Partir ou rester ? Les artistes divisés face au FN


Lu dans le Monde, cet article de Clarisse



LE MONDE | 29.03.2014 à 08h00 • Mis à jour le 30.03.2014 à 09h12 | Par Clarisse Fabre


Olivier Py sera à Avignon, dimanche 30 mars, pour voter au second tour des élections municipales… et affronter l’hostilité d’une partie des électeurs. « J’ai reçu une pile de lettres de menaces, souvent homophobes, depuis le début de la semaine », explique au téléphone le metteur en scène et directeur du Festival d’Avignon. Sa déclaration, le 24 mars, sur France Info, au lendemain du premier tour, évoquant l’hypothèse d’une délocalisation du Festival d’Avignon, et sa démission, en cas de victoire du Front national à Avignon, a déclenché une tempête.

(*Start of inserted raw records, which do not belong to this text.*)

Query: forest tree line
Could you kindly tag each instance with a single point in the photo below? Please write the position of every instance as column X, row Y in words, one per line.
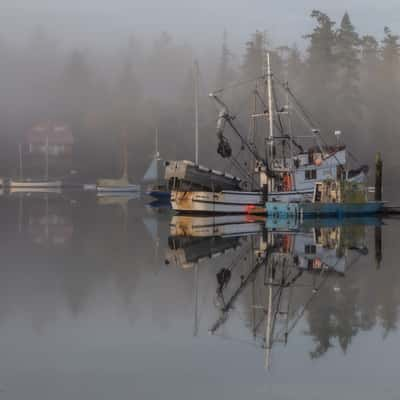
column 347, row 81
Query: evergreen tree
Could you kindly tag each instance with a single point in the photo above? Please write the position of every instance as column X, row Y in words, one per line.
column 348, row 76
column 295, row 67
column 321, row 67
column 254, row 57
column 225, row 72
column 391, row 53
column 348, row 50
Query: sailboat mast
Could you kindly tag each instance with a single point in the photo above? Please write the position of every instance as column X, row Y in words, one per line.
column 270, row 108
column 47, row 158
column 196, row 108
column 20, row 162
column 157, row 158
column 125, row 155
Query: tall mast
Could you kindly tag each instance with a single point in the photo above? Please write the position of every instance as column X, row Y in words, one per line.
column 125, row 155
column 157, row 156
column 196, row 108
column 157, row 150
column 270, row 108
column 20, row 162
column 47, row 158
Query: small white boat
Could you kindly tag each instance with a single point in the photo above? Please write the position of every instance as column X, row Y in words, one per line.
column 118, row 185
column 113, row 186
column 22, row 184
column 34, row 184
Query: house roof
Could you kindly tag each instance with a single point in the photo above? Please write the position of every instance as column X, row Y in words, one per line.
column 56, row 134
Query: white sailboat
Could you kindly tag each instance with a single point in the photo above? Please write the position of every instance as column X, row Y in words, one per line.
column 25, row 185
column 118, row 185
column 158, row 188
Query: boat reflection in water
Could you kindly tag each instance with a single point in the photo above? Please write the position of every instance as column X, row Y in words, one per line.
column 285, row 264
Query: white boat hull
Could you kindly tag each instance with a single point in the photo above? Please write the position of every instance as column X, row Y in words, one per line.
column 34, row 184
column 227, row 202
column 231, row 202
column 118, row 189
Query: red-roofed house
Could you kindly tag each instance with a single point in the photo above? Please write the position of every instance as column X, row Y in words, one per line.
column 57, row 137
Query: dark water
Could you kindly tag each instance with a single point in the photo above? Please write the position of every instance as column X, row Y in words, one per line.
column 101, row 299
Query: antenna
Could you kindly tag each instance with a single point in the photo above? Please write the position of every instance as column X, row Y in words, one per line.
column 270, row 108
column 196, row 108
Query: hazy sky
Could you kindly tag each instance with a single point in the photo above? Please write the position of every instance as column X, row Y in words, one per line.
column 195, row 21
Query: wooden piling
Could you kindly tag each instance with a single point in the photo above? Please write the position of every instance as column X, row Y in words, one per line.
column 378, row 177
column 378, row 246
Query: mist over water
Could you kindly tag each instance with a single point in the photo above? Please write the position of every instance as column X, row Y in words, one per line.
column 90, row 308
column 114, row 297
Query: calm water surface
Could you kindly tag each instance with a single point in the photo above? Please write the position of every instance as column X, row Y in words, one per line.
column 107, row 298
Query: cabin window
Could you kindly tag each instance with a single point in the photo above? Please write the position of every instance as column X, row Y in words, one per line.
column 310, row 249
column 311, row 174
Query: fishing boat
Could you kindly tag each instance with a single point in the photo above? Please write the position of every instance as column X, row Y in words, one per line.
column 121, row 184
column 332, row 198
column 286, row 170
column 27, row 184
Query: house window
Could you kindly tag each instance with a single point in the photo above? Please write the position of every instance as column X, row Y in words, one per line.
column 311, row 174
column 310, row 249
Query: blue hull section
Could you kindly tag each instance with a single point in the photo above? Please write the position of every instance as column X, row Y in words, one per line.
column 160, row 195
column 337, row 210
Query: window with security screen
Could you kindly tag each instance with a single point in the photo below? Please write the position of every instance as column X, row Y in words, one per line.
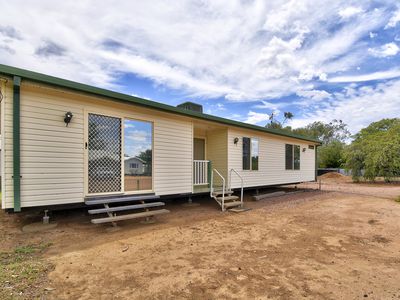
column 292, row 157
column 104, row 154
column 250, row 153
column 138, row 145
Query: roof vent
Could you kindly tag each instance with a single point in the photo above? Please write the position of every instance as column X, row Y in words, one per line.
column 191, row 106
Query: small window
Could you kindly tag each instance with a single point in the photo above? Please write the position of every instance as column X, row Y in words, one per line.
column 250, row 154
column 292, row 157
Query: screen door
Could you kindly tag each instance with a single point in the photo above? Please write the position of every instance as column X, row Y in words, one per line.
column 104, row 154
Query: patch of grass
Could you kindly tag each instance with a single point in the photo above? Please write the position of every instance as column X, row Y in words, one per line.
column 23, row 271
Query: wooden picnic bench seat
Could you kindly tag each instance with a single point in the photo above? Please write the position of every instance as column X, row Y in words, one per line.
column 125, row 207
column 131, row 216
column 123, row 199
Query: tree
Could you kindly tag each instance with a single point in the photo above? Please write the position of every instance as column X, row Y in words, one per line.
column 275, row 124
column 146, row 156
column 376, row 151
column 333, row 136
column 326, row 132
column 331, row 155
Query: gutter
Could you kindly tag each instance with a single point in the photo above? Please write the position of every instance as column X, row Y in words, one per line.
column 16, row 143
column 91, row 90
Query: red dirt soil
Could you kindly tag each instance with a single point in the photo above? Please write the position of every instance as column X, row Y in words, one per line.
column 318, row 244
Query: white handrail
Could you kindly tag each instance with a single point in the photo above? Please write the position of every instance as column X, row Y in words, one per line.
column 223, row 187
column 241, row 188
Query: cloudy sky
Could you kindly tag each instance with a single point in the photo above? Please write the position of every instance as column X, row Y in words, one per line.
column 241, row 59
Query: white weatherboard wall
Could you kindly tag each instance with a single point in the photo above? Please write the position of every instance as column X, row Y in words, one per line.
column 271, row 160
column 53, row 157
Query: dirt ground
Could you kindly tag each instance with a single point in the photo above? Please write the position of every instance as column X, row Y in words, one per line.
column 315, row 244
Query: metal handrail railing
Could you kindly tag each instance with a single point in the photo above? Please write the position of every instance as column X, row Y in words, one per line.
column 223, row 187
column 241, row 180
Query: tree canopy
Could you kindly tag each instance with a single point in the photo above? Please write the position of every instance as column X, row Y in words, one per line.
column 376, row 151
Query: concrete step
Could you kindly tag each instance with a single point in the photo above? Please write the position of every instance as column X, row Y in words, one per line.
column 130, row 216
column 232, row 204
column 218, row 193
column 228, row 198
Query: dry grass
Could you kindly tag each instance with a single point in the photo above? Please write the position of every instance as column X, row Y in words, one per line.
column 23, row 272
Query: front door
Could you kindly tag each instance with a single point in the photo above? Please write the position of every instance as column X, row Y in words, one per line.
column 104, row 154
column 199, row 149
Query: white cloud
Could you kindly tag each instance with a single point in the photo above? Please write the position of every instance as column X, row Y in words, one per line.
column 240, row 50
column 389, row 49
column 357, row 106
column 257, row 118
column 393, row 20
column 350, row 11
column 316, row 95
column 367, row 77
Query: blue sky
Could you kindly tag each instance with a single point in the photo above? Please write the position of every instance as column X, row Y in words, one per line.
column 241, row 60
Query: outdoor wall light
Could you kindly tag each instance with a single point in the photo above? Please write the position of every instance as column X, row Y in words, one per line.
column 67, row 118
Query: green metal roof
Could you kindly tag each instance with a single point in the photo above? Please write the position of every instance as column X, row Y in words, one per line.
column 55, row 81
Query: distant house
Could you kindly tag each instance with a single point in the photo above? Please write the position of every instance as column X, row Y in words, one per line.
column 134, row 166
column 64, row 142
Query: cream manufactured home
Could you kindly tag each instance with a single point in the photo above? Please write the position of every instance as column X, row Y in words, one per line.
column 65, row 143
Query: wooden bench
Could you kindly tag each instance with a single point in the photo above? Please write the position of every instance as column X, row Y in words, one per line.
column 130, row 216
column 111, row 211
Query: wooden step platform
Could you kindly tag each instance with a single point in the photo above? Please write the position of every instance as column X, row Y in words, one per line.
column 130, row 216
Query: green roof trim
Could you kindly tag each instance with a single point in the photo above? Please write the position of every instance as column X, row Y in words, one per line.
column 41, row 78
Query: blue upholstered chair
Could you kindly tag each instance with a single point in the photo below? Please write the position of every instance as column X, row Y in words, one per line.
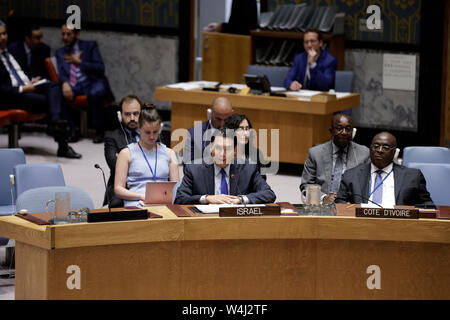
column 34, row 200
column 276, row 75
column 426, row 155
column 437, row 176
column 30, row 176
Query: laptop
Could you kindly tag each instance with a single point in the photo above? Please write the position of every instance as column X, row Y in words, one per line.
column 159, row 192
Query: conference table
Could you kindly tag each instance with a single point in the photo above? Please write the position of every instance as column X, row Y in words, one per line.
column 204, row 256
column 301, row 124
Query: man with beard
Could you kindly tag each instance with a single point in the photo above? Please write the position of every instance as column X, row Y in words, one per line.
column 383, row 181
column 118, row 139
column 328, row 161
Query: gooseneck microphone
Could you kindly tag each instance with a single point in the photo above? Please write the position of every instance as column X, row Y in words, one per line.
column 233, row 176
column 368, row 200
column 97, row 166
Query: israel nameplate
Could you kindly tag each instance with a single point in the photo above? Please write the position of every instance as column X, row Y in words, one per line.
column 249, row 211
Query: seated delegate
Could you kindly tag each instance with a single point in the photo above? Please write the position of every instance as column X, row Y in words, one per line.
column 383, row 181
column 144, row 161
column 224, row 180
column 246, row 141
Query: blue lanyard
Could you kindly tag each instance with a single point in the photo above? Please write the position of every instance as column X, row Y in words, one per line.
column 156, row 161
column 381, row 183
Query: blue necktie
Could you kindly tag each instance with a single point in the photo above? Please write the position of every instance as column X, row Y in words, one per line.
column 378, row 194
column 223, row 182
column 337, row 172
column 14, row 72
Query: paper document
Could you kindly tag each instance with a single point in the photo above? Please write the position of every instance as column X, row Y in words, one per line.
column 214, row 208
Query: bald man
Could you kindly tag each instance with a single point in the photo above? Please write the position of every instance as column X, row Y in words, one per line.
column 382, row 181
column 200, row 135
column 328, row 161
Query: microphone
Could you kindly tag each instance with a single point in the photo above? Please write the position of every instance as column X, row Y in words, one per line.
column 233, row 176
column 97, row 166
column 368, row 200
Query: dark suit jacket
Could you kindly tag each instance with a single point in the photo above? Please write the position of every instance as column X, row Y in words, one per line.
column 322, row 76
column 38, row 56
column 191, row 146
column 409, row 185
column 198, row 180
column 115, row 141
column 92, row 64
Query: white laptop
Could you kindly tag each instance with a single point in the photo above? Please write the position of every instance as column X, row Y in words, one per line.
column 159, row 192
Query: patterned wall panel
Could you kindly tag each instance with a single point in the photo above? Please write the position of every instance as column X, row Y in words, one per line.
column 401, row 18
column 149, row 13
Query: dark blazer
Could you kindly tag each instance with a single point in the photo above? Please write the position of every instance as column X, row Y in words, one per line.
column 92, row 64
column 322, row 76
column 409, row 185
column 191, row 146
column 198, row 180
column 115, row 141
column 38, row 56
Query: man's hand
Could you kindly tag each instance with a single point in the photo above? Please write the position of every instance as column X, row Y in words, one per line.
column 222, row 198
column 67, row 91
column 213, row 27
column 329, row 198
column 73, row 58
column 28, row 88
column 312, row 56
column 295, row 85
column 34, row 80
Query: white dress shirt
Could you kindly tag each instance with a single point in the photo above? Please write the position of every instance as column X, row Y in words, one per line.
column 388, row 200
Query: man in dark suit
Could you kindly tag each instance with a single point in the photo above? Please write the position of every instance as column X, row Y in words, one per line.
column 199, row 136
column 223, row 180
column 82, row 72
column 327, row 162
column 19, row 91
column 31, row 52
column 383, row 181
column 115, row 141
column 313, row 69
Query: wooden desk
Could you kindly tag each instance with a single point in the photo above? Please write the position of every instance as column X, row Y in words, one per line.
column 288, row 257
column 301, row 124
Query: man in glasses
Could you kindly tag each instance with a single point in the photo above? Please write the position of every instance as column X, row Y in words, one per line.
column 313, row 69
column 115, row 141
column 382, row 181
column 223, row 181
column 328, row 161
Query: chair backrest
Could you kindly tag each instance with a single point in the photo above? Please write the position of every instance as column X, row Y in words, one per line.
column 30, row 176
column 343, row 81
column 52, row 69
column 437, row 176
column 174, row 191
column 276, row 75
column 9, row 158
column 426, row 155
column 34, row 200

Le choc de l’annonce d’Olivier Py est à la hauteur de la surprise du scrutin : dimanche 23 mars, le candidat FN Philippe Lottiaux est arrivé en tête (29,63 % des voix), devant la candidate socialiste Cécile Helle (29,54 %). Avignon, capitale mondiale du théâtre, dont le nom résonne avec celui de Jean Vilar, fondateur du festival en 1947, pourrait-elle basculer à l’extrême droite ? Si les experts semblaient, à la veille du scrutin, plutôt exclure ce scénario, l’hypothèse restait envisageable. Et dans ce cas, faut-il partir, ou au contraire résister et rester ? Le débat a fait rage toute la semaine dans le monde de la culture.

Au téléphone, mercredi 26 mars, Olivier Py explique sa position : Certains disent que j’aurais agi de manière émotionnelle. Mais pas du tout ! J’ai sincèrement peur pour l’issue du scrutin à Avignon. C’est certain, j’irai travailler ailleurs si le FN gagne à Avignon, répète l’ancien patron du Théâtre de l’Odéon à Paris. Se passer du soutien de la ville paraît difficile, dit-il. Mais accepter l’argent, et tout négocier avec la municipalité FN, est au-dessus de ses forces. Le Festival, c’est toute la ville. Tous les lieux du “in” lui appartiennent. Je ne peux pas mettre à la même table Jean Vilar et Jean-Marie Le Pen, déclare Olivier Py.



QUARTIERS MAL VOTANTS

Le patron du « off » d’Avignon, Greg Germain, s’indigne de cette position :  Devrions-nous, avec l’emblématique cité papale, abandonner Hénin-Beaumont, Perpignan, Béziers, Fréjus, Saint-Gilles ? Puis, pourquoi pas, ville par ville, les quartiers mal votants ? Non, nous devons accepter de nous colleter au monde, à ses difficultés, à ses contradictions. »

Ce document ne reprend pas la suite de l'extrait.